My main reason for joining the forum was due to a fault on the Silvia, I have read through quite a few of the posts to see if the same advice has been sought before, but...

Lots of threads and a lack of patience.

I hope you don't mind indulging me.

The machine was bought new just over 3 years ago. Has worked fine until a couple of weeks ago. Developed an earth leak and tripped the main switch. This was intermittent and whilst trying to figure out what the issue was, I managed to burn out the on / off switch.

Luckily I had figured the initial problem was the element. I have replaced both the element and switch. Tested this morning, with element disconnected I primed the boiler. All seemed fine.

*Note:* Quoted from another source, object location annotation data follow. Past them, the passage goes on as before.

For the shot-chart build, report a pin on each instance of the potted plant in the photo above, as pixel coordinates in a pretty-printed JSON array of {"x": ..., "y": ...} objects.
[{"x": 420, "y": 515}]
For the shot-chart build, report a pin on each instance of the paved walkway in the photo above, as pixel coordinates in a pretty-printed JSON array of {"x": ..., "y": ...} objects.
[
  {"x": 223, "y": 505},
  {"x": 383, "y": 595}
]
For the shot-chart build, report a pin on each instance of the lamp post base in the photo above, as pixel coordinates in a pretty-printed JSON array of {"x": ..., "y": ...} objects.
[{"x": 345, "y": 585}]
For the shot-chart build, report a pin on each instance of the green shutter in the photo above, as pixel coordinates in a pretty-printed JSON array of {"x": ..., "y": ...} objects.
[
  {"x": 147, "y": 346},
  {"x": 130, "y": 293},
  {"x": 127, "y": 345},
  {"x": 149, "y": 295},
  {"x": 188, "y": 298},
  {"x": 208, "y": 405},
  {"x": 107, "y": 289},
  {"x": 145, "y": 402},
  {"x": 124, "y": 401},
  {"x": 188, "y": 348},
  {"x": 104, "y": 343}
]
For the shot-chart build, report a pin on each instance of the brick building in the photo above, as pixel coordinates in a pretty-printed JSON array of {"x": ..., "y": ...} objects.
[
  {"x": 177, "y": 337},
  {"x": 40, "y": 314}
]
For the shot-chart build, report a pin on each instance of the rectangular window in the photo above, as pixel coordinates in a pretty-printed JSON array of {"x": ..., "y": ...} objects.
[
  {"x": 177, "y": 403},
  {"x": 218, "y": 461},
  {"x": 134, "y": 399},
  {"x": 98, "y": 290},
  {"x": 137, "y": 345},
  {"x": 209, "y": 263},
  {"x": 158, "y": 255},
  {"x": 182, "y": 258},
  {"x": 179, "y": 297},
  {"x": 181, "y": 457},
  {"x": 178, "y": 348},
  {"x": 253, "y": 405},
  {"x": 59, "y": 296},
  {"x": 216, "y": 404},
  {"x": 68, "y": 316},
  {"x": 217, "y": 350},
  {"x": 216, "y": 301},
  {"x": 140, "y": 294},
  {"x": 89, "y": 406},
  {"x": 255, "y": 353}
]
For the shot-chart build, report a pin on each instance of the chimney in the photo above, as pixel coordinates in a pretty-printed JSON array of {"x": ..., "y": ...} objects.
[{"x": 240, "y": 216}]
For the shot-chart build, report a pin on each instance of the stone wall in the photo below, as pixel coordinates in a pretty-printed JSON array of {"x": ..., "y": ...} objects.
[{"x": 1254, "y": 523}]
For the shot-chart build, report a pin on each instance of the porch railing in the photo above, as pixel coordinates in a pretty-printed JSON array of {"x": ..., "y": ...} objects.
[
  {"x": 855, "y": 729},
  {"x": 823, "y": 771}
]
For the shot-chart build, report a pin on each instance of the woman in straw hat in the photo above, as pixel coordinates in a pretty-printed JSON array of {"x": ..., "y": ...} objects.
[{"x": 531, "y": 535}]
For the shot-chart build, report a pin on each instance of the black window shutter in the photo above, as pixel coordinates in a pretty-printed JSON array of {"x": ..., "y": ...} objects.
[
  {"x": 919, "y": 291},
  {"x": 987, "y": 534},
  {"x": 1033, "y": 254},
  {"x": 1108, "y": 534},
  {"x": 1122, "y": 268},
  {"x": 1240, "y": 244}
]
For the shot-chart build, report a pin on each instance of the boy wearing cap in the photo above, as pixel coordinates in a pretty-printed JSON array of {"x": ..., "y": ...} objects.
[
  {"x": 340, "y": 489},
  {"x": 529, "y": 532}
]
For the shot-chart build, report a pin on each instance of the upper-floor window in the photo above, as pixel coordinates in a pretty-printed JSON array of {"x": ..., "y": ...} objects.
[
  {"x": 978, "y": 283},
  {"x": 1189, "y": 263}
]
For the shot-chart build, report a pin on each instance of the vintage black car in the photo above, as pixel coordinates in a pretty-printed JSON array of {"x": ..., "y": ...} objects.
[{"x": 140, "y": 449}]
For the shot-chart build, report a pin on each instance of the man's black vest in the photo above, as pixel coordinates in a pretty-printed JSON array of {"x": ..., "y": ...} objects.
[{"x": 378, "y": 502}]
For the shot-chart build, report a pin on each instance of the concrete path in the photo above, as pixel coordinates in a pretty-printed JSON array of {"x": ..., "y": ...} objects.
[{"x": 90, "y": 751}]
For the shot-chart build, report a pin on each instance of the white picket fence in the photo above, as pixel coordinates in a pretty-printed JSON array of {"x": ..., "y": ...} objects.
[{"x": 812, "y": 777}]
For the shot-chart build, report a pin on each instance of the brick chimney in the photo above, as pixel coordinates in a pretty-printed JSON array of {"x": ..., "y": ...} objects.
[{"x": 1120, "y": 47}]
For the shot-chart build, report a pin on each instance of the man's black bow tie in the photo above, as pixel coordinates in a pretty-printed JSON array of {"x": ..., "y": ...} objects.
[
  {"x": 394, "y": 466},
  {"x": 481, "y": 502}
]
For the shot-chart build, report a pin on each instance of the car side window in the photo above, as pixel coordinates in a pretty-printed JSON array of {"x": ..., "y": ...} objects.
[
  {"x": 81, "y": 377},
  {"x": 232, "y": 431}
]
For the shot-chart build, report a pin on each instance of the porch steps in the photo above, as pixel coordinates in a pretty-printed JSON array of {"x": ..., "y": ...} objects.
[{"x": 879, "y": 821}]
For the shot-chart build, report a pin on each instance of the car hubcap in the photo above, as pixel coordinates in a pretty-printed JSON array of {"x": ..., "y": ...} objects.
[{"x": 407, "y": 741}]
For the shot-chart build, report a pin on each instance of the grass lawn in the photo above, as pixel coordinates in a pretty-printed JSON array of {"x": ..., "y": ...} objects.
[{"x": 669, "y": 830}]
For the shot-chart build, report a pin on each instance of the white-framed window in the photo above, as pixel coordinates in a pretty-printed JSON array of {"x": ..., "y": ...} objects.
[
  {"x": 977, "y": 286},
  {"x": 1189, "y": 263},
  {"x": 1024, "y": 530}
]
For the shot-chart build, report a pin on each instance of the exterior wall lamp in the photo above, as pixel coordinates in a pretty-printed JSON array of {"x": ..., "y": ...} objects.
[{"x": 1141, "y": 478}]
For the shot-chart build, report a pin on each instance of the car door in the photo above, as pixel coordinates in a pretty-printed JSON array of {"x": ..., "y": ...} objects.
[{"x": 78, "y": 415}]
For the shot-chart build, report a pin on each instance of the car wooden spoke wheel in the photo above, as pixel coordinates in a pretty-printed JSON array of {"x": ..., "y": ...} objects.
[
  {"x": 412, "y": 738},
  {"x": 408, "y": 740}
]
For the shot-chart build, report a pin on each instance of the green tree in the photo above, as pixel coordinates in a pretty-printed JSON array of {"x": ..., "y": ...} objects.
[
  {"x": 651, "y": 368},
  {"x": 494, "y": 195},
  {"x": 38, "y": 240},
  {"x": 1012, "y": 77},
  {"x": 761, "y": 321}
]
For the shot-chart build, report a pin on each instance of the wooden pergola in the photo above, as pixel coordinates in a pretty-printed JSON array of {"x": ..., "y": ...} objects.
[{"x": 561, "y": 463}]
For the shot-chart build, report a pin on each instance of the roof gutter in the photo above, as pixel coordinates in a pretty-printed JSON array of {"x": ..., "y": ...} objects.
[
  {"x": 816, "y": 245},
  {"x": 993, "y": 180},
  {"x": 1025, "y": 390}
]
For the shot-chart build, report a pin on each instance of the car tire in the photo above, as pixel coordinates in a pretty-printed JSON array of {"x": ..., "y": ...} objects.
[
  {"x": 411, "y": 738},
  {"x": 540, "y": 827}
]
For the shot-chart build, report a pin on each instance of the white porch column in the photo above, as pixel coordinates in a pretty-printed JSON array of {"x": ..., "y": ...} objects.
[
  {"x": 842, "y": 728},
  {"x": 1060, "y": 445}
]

Connected the element and switched on, the unit heated up, appears to have got to temperature and then has shut down.

For saftey, I had it plugged in via our garden power protector switch, so as not to blow the main switch again, this now will not allow power back to the unit.

I have looked at the overheat thermostat (with the red button on) and it does not appear to have tripped. I have also disconnected one of the wires from each stat in turn hoping this would isolate and identify the problem to no avail.

Any help and advice would be welcome.

Andy


----------



## El carajillo (Mar 16, 2013)

When you say it is plugged into the garden safety socket and it will not allow power through to machine, I presume you mean it trips / will not stay connected ?

That sounds like an earth fault. Check inside the plug to the machine, look for any stray strands of wire not in connectors, also check inside the machine for any stray strands. Has the cable been crushed or sharply bent causing broken strands ? Do you have / can you borrow a test meter?

Does anything else you plug into the safety socket work OK ?


----------



## Andy 695 (Oct 15, 2017)

Hi EC

I am borrowing a test Meter tomorrow. Now the machine has cooled down, the safety plug allows the current through suggesting it is an overheat issue.

Yes I think you are correct the safety plug I refer to has a trip built in that prevents power flowing if there is a problem. It has a white display window in the off mode that shows red / white stripes when the connection is good.

Thanks for your prompt reply and help. I am reasonably competent with spanners and screwdriver but do like to know what I am dealing with before dismantling the machine first.

Andy


----------



## El carajillo (Mar 16, 2013)

If nothing appears faulty, check the cable between plug and machine for resistance, check each core. Re test the element across it's terminals and also terminals to earth. ( it may be new but they can still be faulty)


----------



## Andy 695 (Oct 15, 2017)

Hi again and thanks for your response, much appreciated. I checked the continuity across the stats and switches, all fine, checked for earth leakage, again al fine.

Plugged in on the basis that it tripped when hot yesterday, boiler heated up no problem, switched off when hot without an issue this time. I tried it several times more, again no issues.

I know it unlikely but maybe one of the stats got it's knickers in a twist.

All up and running again now.

Again, many thanks

Andy


----------



## towelie (Nov 23, 2017)

I'm glad it managed to fix itself !

I am having the same problem with mine, I replaced rusted out, leaking boiler screws and the gasket, it heats up now, but seems to eventually trip several minutes after it reaches brew temp. I am wondering what the next logical step is (Thermostat?). I will try some suggestions above once my multimeter has some batteries


----------